La prise en compte de la contribution de l’invention dans l’exploitation du produit semble être une nouvelle notion qui apparaît dans l’évaluation des rémunérations en Chine, et qui pourrait potentiellement ouvrir la porte ouverte à une façon de calculer les montants se rapprochant de la pratique française ou européenne. En effet, les montants indiqués dans la loi chinoise actuelle ou en projet sont indiqués uniquement en pourcentages du bénéfice ou du chiffre d’affaires (voir tableau ci-dessus), ce qui signifie qu’un salarié pourrait être en droit de recevoir systématiquement ce pourcentage, donc des sommes conséquentes, alors même que l’apport de son invention dans le succès du produit exploité est faible (par exemple dans le cas où c’est un autre aspect ou une autre invention sur le même produit qui explique son succès). Selon une interprétation qui s’éloignerait de la pratique chinoise actuelle, mais non exclue, si l’on prend en compte la contribution de l’invention dans le succès du produit pour évaluer le montant de la rémunération, alors les pourcentages indiqués dans le tableau pourraient devenir des pourcentages s’appliquant uniquement lorsque le succès du produit ou du procédé est principalement, voire exclusivement, lié à l’invention. Ceci pourrait restreindre, considérablement selon nous, l’application des montants minimaux de la loi chinoise. Dans ce cas, la pratique chinoise se rapprocherait de la pratique française d’évaluation de la rémunération, dans laquelle des rémunérations peuvent s’évaluer en pourcentage de la marge ou du chiffre d’affaire en cas de succès commercial exceptionnel de l’invention.

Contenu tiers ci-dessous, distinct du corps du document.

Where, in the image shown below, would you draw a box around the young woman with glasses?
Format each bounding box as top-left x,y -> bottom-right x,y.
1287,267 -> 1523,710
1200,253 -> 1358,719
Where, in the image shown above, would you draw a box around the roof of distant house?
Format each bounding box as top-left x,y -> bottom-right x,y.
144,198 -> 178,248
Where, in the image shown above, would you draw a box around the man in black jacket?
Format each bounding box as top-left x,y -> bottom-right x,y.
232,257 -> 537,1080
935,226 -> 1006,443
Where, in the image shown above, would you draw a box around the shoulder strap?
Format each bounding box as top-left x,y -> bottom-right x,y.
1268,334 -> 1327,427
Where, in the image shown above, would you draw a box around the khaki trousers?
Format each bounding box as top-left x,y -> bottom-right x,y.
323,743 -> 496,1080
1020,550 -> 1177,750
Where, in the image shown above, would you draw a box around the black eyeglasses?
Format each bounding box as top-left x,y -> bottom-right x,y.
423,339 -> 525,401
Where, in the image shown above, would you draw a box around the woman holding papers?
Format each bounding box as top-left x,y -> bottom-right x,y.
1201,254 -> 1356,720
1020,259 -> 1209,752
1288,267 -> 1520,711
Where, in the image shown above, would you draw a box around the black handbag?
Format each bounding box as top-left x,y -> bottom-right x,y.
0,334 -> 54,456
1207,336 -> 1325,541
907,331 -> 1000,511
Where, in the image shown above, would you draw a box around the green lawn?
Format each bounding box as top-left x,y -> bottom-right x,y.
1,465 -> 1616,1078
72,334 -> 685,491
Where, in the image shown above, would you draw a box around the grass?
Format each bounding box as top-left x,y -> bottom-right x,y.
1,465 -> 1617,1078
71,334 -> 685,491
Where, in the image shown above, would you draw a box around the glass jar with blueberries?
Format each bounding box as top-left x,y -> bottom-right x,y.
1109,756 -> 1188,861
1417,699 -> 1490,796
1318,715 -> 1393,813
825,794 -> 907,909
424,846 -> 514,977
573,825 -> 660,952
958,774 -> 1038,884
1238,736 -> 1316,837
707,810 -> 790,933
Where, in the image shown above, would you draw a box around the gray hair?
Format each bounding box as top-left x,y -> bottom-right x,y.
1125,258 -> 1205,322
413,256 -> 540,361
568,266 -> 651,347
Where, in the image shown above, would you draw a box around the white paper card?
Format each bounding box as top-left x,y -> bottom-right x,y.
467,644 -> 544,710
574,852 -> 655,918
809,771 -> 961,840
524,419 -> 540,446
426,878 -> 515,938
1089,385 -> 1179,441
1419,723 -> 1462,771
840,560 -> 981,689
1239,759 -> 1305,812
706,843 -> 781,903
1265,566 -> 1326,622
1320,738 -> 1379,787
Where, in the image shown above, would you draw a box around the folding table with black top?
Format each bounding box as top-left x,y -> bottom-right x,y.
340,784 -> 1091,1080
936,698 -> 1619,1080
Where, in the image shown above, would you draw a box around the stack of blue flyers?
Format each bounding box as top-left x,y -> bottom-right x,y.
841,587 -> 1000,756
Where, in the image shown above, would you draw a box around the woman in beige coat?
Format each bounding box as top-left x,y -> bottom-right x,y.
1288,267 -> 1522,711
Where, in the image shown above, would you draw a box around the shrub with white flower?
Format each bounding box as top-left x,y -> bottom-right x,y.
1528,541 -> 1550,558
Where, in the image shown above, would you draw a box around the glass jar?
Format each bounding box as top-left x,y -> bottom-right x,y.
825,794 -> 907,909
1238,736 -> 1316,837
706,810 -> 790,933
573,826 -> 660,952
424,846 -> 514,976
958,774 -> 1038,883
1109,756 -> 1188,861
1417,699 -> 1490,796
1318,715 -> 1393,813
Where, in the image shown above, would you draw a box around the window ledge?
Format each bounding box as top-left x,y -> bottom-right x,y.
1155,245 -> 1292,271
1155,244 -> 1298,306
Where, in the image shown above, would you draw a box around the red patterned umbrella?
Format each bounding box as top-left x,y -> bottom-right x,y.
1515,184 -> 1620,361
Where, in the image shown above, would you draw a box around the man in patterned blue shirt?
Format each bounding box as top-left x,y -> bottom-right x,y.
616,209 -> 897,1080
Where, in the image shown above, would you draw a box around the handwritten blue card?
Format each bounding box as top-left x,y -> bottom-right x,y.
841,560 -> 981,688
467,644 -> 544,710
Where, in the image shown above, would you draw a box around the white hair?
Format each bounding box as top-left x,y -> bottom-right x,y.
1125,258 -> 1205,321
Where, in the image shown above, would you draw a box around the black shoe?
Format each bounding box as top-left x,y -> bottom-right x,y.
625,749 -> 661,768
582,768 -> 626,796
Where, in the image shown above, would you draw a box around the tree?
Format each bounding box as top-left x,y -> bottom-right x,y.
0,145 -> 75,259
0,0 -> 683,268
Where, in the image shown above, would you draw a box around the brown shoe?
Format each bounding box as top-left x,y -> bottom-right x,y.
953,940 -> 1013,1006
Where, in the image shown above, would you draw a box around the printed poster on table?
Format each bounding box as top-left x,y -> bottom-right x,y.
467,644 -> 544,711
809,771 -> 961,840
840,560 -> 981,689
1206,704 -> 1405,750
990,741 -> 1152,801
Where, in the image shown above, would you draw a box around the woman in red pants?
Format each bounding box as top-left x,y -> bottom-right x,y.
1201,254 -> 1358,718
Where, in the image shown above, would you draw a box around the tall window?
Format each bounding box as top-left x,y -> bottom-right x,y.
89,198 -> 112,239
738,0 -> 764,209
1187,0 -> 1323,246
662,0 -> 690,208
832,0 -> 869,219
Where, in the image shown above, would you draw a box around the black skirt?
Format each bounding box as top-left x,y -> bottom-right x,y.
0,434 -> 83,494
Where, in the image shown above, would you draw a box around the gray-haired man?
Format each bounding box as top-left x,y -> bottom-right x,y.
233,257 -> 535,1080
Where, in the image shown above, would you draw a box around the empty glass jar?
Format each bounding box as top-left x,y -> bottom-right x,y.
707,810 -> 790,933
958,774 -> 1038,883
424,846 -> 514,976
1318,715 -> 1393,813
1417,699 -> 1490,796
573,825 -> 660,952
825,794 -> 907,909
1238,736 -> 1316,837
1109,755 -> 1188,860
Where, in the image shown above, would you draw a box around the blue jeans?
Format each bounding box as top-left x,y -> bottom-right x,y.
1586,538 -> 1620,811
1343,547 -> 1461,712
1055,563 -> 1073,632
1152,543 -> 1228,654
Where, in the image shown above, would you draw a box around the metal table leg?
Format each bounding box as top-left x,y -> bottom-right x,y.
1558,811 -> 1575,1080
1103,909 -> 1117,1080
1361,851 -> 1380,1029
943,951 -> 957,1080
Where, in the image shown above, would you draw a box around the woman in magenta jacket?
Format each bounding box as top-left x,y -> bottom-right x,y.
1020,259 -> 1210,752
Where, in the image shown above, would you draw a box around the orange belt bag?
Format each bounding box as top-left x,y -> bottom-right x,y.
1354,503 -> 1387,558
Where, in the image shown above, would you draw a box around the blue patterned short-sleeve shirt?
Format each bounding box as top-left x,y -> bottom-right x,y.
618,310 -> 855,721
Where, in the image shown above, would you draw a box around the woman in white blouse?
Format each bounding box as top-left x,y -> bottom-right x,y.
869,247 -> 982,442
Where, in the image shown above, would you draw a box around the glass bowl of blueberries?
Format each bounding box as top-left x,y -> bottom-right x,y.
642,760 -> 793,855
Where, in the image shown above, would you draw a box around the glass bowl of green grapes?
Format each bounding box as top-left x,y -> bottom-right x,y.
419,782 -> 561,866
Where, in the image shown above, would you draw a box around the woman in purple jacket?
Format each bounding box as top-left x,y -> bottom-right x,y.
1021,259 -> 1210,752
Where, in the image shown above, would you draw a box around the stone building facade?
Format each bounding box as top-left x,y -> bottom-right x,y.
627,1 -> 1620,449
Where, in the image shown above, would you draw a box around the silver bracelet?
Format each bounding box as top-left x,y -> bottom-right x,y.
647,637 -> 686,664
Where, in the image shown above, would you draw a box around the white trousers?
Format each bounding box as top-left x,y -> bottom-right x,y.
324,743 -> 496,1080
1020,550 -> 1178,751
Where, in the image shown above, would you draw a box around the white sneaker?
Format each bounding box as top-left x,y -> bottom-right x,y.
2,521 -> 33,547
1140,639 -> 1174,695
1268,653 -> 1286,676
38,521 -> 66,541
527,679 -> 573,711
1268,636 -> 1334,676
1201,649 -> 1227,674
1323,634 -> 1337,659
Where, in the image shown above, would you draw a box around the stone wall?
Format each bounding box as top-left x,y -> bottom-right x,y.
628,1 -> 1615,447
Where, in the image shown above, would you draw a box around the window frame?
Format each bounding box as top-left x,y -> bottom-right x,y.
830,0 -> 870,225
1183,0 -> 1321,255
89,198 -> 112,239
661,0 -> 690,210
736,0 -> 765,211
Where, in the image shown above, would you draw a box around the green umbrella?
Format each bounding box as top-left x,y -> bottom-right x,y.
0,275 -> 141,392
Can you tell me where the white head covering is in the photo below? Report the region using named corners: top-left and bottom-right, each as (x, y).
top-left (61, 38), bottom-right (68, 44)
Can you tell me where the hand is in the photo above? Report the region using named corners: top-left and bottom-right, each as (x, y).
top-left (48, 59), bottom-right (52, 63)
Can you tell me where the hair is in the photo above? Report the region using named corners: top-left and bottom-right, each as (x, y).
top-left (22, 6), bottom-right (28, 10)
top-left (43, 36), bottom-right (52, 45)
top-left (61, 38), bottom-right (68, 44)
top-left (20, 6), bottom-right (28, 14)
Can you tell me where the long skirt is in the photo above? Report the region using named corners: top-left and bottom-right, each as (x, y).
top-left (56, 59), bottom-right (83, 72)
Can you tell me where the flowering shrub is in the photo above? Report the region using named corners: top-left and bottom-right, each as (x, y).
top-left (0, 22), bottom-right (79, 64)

En conclusion, la loi en cours de modification semble évoluer en faveur des salariés, puisque les pourcentages minimums applicables en l’absence de contrats augmentent notablement. Néanmoins la clarification de ce que sera la « rémunération raisonnable » dans les contrats d’une part, et l’apparition de la notion de contribution de l’invention d’autre part, semblent être des paramètres qui pourraient être utilisés par des employeurs éclairés pour restreindre certaines prétentions de salariés. L’entrée en vigueur de la loi, puis son application par les tribunaux, nous en diront plus.

Pour l’instant, aucun calendrier n’a été annoncé pour finaliser cette réforme. Nous ne manquerons pas de vous tenir au courant des récents développements en la matière. D’ici là, nous ne pouvons que conseiller à nos lecteurs, qu’ils soient inventeurs ou entreprises spécialisées en R&D, de définir avec précision et précaution dans leurs contrats la rémunération applicable aux inventions.